Saturday, December 10, 2016

Documenting the Nazi Years in Cologne

Have you ever wondered what a Gestapo prison looked like?  At the NS Documentation Center of the City of Cologne (in German, Köln), you can visit one in the basement of a building that was the headquarters of the city and district Gestapo from 1935 until 1945. It has ten cells that held prisoners brought in for what the Gestapo called “intensive interrogations,” the Gestapo's preferred euphemism for torture.
 
Sign for the
NS Documentation Center of Köln
In one of the ironies of war, despite intensive Allied bombing of Cologne, the Gestapo's building survived with little damage, leaving, according to the Documentation Center, “one of the best preserved detention centers from the Nazi period in Germany.” The dark and squalid cells are sobering enough by themselves, but the walls pack an emotional punch: on them are about 1,800 inscriptions left by the prisoners using pencils, chalk, lipstick, nails, screws, and fingernails. 

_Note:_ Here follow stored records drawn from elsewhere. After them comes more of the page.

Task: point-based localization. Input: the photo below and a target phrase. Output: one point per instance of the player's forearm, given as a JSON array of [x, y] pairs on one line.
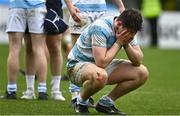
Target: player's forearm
[[69, 4], [134, 54], [120, 5], [109, 56]]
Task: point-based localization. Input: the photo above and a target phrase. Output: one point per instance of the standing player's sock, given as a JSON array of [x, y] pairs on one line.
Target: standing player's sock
[[42, 87], [55, 83], [30, 82]]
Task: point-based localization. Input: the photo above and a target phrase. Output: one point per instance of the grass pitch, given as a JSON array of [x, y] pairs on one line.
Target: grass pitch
[[160, 95]]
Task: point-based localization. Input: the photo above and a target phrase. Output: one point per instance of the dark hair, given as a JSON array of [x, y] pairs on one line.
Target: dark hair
[[131, 19]]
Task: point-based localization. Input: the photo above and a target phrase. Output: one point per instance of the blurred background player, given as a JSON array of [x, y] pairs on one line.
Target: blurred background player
[[22, 14], [151, 10], [83, 13], [53, 26]]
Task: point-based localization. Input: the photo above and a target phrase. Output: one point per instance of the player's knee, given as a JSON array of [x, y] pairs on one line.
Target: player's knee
[[143, 74]]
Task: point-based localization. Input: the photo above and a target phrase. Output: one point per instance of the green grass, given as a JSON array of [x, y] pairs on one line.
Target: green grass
[[158, 96]]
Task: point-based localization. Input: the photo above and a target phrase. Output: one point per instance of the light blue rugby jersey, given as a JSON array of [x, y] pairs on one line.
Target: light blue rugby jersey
[[100, 33], [91, 5], [27, 3]]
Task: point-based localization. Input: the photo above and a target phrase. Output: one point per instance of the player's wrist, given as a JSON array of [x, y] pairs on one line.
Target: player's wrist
[[119, 44]]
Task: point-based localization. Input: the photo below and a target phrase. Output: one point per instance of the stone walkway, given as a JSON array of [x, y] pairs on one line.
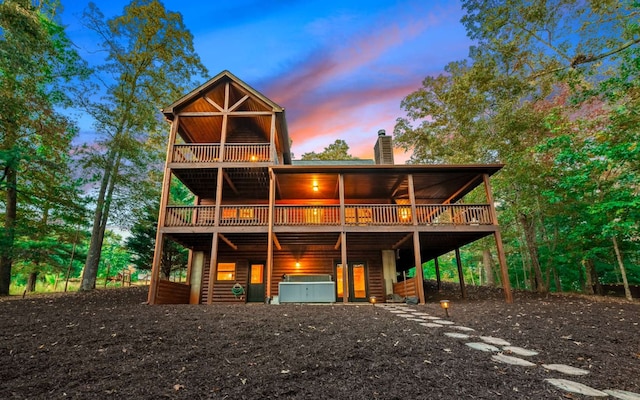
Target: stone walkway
[[504, 352]]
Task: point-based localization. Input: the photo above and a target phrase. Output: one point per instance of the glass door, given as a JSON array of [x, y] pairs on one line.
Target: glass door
[[357, 282], [255, 289]]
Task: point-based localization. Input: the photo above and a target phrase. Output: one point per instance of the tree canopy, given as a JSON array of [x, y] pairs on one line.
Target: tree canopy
[[549, 89]]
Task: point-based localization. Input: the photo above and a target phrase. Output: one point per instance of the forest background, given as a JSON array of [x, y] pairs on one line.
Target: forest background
[[549, 88]]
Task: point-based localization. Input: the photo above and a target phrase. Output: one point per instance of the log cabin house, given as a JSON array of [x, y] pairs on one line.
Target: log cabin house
[[265, 228]]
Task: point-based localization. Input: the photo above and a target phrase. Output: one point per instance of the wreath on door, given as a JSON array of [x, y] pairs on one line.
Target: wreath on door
[[237, 290]]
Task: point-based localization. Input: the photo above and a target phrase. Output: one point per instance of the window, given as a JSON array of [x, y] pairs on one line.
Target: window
[[226, 272]]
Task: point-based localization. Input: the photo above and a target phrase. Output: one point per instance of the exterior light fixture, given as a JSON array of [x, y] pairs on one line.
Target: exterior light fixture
[[445, 305]]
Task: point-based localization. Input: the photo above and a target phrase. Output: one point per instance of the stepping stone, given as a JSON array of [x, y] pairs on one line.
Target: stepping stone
[[575, 387], [565, 369], [457, 335], [431, 325], [463, 328], [495, 341], [623, 394], [520, 351], [512, 360], [442, 322], [482, 347]]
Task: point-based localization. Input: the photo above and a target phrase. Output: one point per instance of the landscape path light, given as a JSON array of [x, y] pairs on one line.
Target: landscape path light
[[445, 305]]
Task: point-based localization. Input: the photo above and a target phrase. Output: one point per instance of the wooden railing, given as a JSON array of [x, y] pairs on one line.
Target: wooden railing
[[247, 152], [454, 214], [355, 215], [376, 214], [233, 152], [196, 153], [244, 215], [306, 215]]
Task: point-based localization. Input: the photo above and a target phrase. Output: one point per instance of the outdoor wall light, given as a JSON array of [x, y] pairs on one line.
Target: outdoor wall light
[[445, 305]]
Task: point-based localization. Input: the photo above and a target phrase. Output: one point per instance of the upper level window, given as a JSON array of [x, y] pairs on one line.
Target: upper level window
[[226, 272]]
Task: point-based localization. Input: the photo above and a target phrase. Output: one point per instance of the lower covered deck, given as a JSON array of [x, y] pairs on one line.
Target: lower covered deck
[[239, 266]]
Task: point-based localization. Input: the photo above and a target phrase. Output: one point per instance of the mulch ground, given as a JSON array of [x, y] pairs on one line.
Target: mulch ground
[[109, 344]]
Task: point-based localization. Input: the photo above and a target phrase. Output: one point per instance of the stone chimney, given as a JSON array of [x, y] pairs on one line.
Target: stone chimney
[[383, 149]]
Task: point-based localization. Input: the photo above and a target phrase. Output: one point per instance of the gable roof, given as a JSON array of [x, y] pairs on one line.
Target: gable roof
[[169, 111]]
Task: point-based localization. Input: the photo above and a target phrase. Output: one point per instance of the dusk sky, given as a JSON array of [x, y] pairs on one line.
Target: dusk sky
[[340, 69]]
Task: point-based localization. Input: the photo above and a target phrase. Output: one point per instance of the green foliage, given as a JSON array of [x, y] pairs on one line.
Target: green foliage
[[150, 60], [338, 150], [551, 90], [39, 201]]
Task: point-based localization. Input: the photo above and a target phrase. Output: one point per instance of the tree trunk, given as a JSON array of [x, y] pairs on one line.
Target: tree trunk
[[487, 262], [592, 278], [100, 218], [6, 244], [556, 279], [623, 272], [530, 240], [31, 283]]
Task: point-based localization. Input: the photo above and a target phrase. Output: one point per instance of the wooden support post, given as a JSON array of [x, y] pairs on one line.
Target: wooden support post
[[463, 289], [504, 271], [213, 267], [164, 200], [502, 259], [271, 236], [437, 264], [345, 269], [419, 274]]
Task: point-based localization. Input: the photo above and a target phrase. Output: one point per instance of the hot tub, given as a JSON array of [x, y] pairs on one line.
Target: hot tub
[[307, 288]]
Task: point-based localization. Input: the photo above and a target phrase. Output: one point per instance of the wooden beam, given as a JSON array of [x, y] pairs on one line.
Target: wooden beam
[[345, 268], [271, 236], [230, 182], [402, 241], [218, 114], [462, 189], [437, 264], [213, 103], [396, 187], [238, 103], [164, 200], [227, 241], [463, 289], [504, 269], [276, 242], [213, 267], [419, 273], [338, 242]]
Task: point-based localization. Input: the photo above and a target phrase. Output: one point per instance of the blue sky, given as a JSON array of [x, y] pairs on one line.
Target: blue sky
[[339, 68]]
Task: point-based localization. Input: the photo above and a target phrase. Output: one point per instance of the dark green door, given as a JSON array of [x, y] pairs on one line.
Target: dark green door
[[255, 288]]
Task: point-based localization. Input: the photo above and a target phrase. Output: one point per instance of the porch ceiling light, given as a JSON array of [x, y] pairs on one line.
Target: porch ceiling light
[[445, 306]]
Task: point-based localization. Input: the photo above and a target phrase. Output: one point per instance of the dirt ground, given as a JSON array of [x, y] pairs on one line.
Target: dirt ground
[[109, 344]]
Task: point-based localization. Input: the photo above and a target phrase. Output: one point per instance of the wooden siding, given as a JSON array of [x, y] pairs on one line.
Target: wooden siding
[[316, 261], [172, 293], [406, 288]]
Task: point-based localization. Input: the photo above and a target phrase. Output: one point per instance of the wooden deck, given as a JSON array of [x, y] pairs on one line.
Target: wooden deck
[[354, 215]]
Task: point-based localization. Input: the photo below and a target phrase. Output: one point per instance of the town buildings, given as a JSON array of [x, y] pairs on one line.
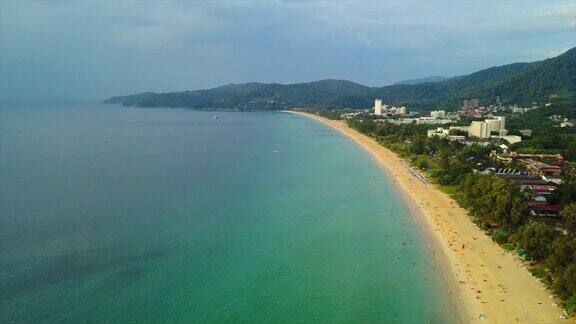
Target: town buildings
[[378, 107], [437, 114]]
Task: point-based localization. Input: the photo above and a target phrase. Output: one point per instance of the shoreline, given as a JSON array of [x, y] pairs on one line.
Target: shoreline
[[482, 278]]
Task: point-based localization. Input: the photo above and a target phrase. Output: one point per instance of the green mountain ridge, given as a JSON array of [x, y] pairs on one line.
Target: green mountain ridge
[[435, 78], [516, 83]]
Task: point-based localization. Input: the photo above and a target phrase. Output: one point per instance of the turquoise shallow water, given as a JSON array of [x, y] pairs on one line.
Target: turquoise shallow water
[[124, 215]]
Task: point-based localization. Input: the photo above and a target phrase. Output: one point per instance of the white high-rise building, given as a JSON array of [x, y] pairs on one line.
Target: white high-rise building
[[484, 129], [437, 114], [378, 107]]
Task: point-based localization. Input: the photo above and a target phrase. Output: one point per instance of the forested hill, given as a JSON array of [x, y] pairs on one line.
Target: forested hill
[[517, 83], [423, 80]]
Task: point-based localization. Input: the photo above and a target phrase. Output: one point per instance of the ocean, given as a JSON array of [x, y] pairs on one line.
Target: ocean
[[119, 215]]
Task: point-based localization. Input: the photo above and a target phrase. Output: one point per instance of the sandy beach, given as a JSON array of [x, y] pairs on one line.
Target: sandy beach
[[487, 283]]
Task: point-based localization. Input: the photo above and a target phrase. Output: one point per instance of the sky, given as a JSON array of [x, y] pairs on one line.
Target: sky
[[87, 50]]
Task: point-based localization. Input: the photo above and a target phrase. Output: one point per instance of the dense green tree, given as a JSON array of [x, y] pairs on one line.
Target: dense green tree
[[568, 214], [562, 254]]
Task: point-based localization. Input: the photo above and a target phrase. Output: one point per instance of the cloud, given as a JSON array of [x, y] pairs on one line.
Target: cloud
[[96, 49]]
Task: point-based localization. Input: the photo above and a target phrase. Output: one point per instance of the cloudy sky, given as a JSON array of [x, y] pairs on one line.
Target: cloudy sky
[[96, 49]]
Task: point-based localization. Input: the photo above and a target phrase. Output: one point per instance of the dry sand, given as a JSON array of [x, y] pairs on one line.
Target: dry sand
[[482, 277]]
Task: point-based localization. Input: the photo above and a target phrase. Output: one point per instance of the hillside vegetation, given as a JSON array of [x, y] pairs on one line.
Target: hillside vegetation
[[517, 83]]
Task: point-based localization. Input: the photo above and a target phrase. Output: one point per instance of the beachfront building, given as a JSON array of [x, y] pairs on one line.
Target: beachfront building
[[488, 127], [444, 133], [437, 114], [378, 107]]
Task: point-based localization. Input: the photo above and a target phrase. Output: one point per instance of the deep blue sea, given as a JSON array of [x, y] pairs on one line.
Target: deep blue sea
[[118, 215]]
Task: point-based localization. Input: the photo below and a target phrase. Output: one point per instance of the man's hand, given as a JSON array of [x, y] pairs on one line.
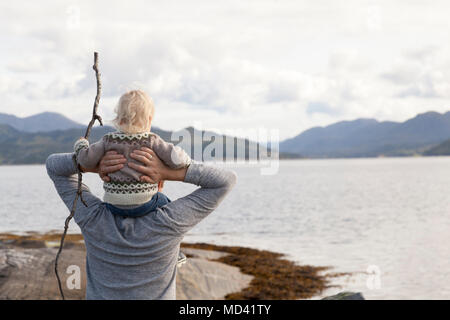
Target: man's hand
[[153, 168], [111, 162]]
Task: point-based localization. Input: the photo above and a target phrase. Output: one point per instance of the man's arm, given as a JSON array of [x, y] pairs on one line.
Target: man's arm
[[172, 156], [88, 156], [62, 170], [183, 214]]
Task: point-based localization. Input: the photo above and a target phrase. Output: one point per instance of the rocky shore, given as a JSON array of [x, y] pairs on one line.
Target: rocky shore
[[211, 272]]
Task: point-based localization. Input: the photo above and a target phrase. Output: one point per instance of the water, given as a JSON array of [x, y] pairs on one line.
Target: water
[[386, 220]]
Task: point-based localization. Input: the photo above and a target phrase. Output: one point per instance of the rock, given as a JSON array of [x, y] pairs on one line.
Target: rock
[[346, 296]]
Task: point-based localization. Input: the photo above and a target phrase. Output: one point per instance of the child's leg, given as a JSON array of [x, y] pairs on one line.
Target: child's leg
[[162, 201]]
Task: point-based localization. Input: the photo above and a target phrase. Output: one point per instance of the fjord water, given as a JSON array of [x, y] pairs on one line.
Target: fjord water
[[386, 220]]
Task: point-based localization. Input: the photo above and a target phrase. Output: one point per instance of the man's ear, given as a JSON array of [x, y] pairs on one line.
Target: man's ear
[[160, 185]]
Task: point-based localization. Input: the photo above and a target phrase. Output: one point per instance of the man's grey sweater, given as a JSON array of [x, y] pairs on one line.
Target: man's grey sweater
[[136, 258]]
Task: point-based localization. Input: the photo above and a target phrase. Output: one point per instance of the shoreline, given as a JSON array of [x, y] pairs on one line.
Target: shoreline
[[211, 271]]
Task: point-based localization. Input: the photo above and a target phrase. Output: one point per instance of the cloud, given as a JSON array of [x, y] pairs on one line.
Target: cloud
[[288, 64]]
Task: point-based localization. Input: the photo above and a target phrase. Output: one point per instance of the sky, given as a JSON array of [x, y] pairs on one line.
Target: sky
[[278, 65]]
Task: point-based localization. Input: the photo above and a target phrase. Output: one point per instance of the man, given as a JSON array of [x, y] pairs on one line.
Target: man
[[136, 258]]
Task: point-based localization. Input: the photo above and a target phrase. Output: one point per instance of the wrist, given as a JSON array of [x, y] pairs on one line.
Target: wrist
[[176, 174]]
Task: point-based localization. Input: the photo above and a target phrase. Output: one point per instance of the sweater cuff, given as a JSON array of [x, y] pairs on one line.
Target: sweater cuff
[[80, 144], [193, 173]]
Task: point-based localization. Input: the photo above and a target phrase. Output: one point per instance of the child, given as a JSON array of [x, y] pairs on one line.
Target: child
[[125, 194]]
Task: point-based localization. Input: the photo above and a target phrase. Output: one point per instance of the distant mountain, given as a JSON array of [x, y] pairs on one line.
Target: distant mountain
[[442, 149], [18, 147], [371, 138], [42, 122]]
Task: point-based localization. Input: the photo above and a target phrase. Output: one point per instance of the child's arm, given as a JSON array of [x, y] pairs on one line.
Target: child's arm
[[88, 156], [173, 156]]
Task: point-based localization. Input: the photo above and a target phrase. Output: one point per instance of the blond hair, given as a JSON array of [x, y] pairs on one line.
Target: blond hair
[[133, 112]]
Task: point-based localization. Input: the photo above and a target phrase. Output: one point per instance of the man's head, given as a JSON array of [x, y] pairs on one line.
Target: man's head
[[134, 112]]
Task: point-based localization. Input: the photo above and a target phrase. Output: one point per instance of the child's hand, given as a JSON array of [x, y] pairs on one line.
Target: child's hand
[[146, 179]]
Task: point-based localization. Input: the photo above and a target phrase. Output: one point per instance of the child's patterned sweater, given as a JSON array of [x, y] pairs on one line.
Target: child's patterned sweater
[[125, 187]]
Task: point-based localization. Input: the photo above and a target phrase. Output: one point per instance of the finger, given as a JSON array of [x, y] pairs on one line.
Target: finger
[[138, 167], [146, 179], [112, 156], [143, 153], [109, 169], [114, 162], [148, 150], [139, 158]]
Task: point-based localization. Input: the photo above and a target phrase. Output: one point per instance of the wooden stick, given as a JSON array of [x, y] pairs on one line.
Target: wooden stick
[[95, 116]]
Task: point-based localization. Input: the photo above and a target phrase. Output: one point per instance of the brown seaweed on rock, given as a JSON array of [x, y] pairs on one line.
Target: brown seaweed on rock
[[274, 277]]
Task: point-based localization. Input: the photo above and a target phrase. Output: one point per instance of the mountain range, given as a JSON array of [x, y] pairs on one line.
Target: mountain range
[[34, 143], [41, 122], [31, 139], [371, 138]]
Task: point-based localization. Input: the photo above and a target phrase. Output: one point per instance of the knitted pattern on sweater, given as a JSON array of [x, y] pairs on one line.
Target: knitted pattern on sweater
[[125, 187]]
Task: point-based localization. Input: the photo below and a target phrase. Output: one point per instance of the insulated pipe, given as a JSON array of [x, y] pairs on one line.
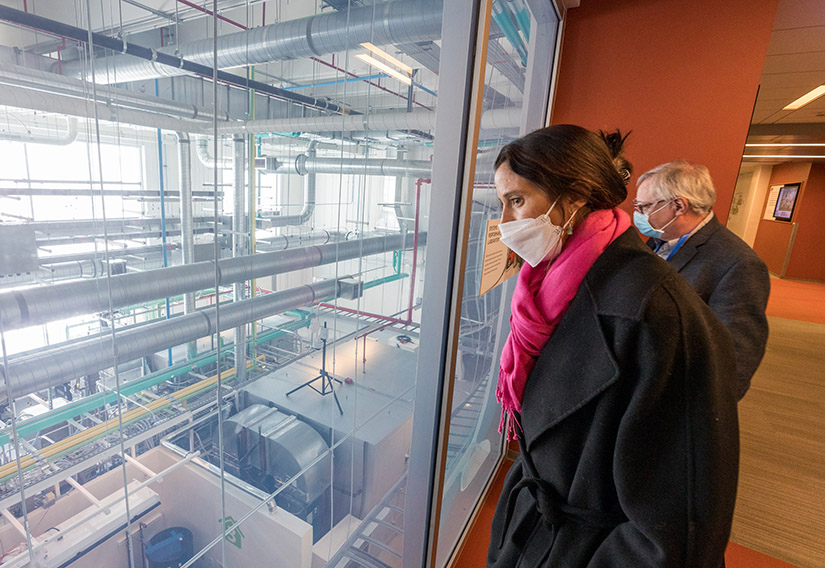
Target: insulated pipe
[[64, 140], [60, 104], [56, 365], [390, 23], [25, 79], [187, 226], [309, 195], [90, 268], [417, 120], [304, 164], [154, 58], [33, 306], [202, 150], [238, 247]]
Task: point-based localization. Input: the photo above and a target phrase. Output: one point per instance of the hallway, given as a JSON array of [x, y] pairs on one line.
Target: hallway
[[780, 509]]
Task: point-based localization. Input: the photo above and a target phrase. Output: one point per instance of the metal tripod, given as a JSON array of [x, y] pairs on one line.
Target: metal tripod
[[327, 380]]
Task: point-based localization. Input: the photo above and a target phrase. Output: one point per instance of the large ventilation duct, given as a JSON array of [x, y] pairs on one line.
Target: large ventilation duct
[[309, 198], [63, 140], [308, 164], [38, 90], [399, 21], [53, 366], [202, 150], [167, 60], [33, 306], [416, 120]]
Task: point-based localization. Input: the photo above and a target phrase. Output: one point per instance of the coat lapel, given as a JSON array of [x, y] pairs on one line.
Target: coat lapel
[[562, 381], [690, 247]]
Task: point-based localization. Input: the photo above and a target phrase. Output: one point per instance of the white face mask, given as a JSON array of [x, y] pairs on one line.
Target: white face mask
[[534, 240]]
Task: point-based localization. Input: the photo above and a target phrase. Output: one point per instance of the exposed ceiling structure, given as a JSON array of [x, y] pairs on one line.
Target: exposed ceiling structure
[[795, 64]]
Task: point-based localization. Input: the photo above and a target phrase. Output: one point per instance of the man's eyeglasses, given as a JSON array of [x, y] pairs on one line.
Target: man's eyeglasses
[[643, 208]]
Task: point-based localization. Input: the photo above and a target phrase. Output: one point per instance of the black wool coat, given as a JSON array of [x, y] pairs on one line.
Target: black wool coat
[[630, 444], [734, 282]]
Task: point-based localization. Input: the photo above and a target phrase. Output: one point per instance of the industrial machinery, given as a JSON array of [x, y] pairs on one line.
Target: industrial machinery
[[205, 206]]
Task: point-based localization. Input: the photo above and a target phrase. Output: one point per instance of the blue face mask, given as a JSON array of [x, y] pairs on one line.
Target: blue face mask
[[642, 222]]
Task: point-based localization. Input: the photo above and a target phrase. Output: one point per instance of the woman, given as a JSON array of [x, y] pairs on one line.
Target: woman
[[613, 377]]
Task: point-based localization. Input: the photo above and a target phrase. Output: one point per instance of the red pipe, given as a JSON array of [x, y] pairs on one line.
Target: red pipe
[[418, 183], [330, 65], [210, 13]]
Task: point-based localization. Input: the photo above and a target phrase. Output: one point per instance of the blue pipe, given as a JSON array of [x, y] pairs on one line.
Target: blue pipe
[[336, 82], [163, 214]]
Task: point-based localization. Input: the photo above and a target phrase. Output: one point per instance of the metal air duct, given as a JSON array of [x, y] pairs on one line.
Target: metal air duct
[[238, 247], [309, 196], [23, 308], [51, 366], [398, 21], [416, 120], [187, 226], [38, 90]]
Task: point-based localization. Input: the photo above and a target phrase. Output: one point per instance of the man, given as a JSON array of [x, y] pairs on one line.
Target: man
[[673, 206]]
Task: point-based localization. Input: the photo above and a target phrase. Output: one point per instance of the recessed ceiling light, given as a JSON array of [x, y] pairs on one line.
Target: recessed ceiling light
[[806, 98], [787, 145], [783, 156], [384, 67], [386, 56]]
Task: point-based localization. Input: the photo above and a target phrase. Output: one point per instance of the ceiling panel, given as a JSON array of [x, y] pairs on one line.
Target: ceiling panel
[[797, 40], [797, 62]]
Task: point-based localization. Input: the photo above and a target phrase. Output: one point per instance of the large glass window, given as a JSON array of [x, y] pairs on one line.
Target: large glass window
[[211, 292]]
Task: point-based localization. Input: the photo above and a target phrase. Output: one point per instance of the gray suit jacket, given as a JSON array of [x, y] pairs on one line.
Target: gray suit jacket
[[734, 282]]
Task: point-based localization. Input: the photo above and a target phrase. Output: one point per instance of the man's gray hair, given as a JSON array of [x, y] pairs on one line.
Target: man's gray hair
[[682, 179]]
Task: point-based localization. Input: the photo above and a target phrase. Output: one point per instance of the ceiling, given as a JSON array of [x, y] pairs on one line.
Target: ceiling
[[794, 65]]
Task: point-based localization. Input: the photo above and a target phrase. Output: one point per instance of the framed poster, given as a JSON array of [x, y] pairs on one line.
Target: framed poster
[[786, 201]]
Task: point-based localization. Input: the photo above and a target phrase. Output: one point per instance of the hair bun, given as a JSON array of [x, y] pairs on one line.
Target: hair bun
[[615, 146]]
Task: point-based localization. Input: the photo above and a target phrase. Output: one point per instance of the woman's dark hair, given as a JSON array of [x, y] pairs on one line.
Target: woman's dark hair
[[570, 161]]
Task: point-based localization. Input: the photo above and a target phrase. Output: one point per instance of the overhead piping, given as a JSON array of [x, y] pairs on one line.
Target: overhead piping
[[33, 306], [56, 365], [238, 246], [389, 23], [157, 59], [187, 225], [73, 97], [62, 140], [309, 196], [416, 120]]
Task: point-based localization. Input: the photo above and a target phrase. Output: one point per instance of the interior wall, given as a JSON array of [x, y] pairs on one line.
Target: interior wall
[[807, 261], [683, 76], [774, 237]]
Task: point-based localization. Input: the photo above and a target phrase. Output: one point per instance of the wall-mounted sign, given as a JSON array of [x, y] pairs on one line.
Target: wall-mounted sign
[[786, 201], [499, 263]]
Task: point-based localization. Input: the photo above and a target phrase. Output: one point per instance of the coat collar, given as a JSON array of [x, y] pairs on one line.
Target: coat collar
[[563, 380], [691, 246]]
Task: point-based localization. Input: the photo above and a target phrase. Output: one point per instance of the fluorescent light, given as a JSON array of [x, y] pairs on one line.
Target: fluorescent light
[[386, 57], [783, 156], [385, 68], [806, 98], [787, 145]]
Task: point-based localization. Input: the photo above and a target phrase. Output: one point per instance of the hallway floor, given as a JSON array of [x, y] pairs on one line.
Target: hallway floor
[[780, 510]]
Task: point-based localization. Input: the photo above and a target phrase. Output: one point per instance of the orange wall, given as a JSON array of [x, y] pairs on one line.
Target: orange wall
[[807, 259], [773, 237], [682, 75]]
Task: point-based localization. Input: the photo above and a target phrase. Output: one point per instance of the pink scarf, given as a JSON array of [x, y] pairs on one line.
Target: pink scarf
[[540, 300]]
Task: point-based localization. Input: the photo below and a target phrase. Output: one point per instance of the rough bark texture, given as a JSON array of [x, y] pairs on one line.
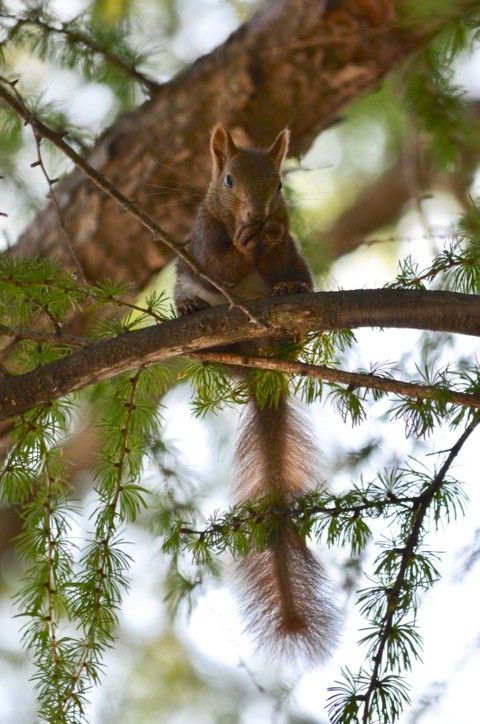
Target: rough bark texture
[[295, 63], [413, 309]]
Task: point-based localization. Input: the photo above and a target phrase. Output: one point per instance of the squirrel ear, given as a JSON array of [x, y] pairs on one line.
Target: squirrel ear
[[279, 148], [222, 147]]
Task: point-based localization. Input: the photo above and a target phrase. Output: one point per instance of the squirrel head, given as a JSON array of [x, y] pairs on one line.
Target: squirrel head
[[245, 185]]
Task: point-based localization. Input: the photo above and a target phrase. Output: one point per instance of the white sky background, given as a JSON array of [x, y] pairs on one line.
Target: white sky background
[[448, 617]]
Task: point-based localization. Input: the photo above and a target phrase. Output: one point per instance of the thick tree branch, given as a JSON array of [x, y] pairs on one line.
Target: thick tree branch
[[352, 379], [414, 309], [295, 63], [15, 102]]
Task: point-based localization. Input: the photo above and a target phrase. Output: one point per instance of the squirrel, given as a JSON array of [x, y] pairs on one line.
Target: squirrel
[[240, 235]]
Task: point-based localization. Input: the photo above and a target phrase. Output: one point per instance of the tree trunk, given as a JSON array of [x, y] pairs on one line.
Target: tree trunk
[[295, 63]]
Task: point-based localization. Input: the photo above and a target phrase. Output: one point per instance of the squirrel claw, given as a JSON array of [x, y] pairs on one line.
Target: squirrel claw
[[281, 289], [190, 306]]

These inscriptions bring home the sober realization that thousands of people were tortured in this basement. The prisoners were not only Germans, but included many men and women brought from Eastern Europe and Russia to be slave laborers. Of the 1,800 inscriptions, about 600 are written in Cyrillic. The inscriptions include messages of desperation, despair, frustration, and anger. Some were written just to tell people the writer had been there, maybe hoping someone would read it and let their friends and relatives know.

From the cellar cells, a passage leads to the inside courtyard. According to the Documentation Center, this courtyard is where executions were carried out. There, during the eighteen months of the war, about 400 prisoners were murdered.
 
Example of Inscriptions on the Gestapo Prison Cell Walls 
The Gestapo Prison Memorial was first opened in 1981. In 1988, the NS Documentation Center moved into the building. In addition to the prison museum, the Center has a permanent exhibit “Cologne during National Socialism” and it also hosts shorter-term special exhibits. When I was there in late October, the special exhibit was on Hitler Youth. The nicely-designed exhibit examined the rise of Hitler Youth and its activities. One of its features was interviews with several older men and women who had been members of Hitler Youth describing why they joined the organization and its roles in family, school, leisure and other aspects of life.. The exhibit’s photographs and artifacts are titled in both German and English, but the interviews are only in German.
 
Part of the Hitler Youth Exhibit. To the left is a post about HJ advertising to the right is propaganda on
"Race Types" used in school

Poster for Hitler Youth special exhibition

One purpose of Hitler Youth was to prepare
young men to be dedicated and disciplined solders; this
poster "We all pitch in" was intended to urge HJ members
to take part in the war effort
The Center has a large research library and offers numerous lectures and discussions. Also, it has an excellent website, including a 360-degree tour that offers visitors a chance to travel around the center and see its exhibits as well as the prison. The website is available in many languages, including English. Go to http://www.museenkoeln.de/ns-dokumentationszentrum/pages/315.aspx?s=315
 
Courtyard of the Gestapo Prison where prisoners were executed

With its exhibits, well-preserved Gestapo prison, library, active research program, and lectures, the Center appears to be an excellent resource for educating people, Germans and visitors, on the horrors of the Nazi period.